However, the "delivering" of the water and organics isn't as simple as it sounds. As the particles travel through space they encounter solar wind, which is a stream of charged particles, predominantly hydrogen ions. When the ions collide with the dust particles, the atoms are knocked out of order and leave behind oxygen that is readily available to react with hydrogen. This is where the creation of water molecules may occur.

"It is a thrilling possibility that this influx of dust has acted as a continuous rainfall of little reaction vessels containing both the water and organics needed for the eventual origin of life on Earth and possibly Mars," said Hope Ishii, new Associate Researcher at UHM and co-author of the study, documented in this ScienceDaily article.

What's also thrilling is that these particles could do the same for exoplanets; worlds that orbit other stars. This means that the charged reactions as well as delivery of water and organic molecules could happen in almost any other planetary system.

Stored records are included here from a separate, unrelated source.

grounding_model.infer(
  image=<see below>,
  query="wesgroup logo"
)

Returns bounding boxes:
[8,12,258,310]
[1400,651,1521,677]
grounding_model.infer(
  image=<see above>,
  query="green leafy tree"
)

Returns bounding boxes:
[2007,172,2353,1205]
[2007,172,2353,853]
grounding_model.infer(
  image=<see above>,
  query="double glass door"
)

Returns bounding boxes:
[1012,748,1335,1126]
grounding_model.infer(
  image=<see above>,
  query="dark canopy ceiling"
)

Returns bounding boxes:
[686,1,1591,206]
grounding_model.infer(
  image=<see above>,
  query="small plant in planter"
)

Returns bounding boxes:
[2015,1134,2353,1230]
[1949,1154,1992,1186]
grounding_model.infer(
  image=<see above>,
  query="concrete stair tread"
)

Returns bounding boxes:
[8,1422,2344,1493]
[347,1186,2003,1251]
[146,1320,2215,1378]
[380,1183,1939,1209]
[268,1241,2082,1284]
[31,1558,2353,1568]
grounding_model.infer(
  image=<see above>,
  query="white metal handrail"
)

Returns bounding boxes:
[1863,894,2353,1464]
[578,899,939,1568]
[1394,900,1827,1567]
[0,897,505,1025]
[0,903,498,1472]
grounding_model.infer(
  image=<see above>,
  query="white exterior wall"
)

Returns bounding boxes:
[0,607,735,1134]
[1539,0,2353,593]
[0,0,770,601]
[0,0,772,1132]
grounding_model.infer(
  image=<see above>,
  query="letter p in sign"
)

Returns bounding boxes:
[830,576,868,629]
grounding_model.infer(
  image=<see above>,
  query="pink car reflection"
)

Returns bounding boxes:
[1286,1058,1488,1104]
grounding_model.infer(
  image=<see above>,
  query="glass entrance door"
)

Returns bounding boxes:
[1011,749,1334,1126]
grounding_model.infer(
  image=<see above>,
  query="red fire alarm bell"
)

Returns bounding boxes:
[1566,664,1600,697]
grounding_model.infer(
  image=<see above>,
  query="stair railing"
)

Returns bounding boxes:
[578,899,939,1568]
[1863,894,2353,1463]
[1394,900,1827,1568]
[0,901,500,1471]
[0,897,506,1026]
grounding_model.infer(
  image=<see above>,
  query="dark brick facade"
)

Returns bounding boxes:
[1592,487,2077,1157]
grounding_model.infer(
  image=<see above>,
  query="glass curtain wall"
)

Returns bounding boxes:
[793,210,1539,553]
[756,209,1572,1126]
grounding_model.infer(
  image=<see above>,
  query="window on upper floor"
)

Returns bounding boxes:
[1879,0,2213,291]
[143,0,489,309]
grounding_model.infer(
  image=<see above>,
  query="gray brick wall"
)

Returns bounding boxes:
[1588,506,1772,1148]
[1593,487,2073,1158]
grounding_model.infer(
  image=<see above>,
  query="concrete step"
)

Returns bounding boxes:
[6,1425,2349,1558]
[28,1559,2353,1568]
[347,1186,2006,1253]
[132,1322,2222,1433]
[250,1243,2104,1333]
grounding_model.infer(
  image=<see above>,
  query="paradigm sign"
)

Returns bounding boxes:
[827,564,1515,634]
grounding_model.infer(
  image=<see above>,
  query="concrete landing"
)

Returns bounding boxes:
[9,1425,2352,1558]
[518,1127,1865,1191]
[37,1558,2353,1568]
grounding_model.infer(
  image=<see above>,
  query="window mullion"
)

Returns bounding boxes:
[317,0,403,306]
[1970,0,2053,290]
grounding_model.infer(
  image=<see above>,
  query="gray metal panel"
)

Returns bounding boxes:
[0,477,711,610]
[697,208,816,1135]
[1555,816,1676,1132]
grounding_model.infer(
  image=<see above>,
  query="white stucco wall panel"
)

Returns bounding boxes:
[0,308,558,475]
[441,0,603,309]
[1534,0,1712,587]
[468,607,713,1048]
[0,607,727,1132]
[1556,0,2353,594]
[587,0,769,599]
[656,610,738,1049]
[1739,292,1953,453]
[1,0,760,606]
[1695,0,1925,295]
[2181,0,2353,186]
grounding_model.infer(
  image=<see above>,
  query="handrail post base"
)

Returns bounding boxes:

This "solar wind irradiation" may also potentially explain the source of water ice located on permanently shadowed regions of the moon.

These interplanetary dust particles can help unearth new findings in space, particularly possible life form located in some other parts of the solar system.

Although this recent work does not suggest how much water has been delivered to Earth by these IDPs, the scientists at UHM School of Ocean and Earth Science and Technology, Lawrence Livermore National Laboratory, Lawrence Berkeley National Laboratory, and University of California-Berkeley aim to estimate such water abundances in future work.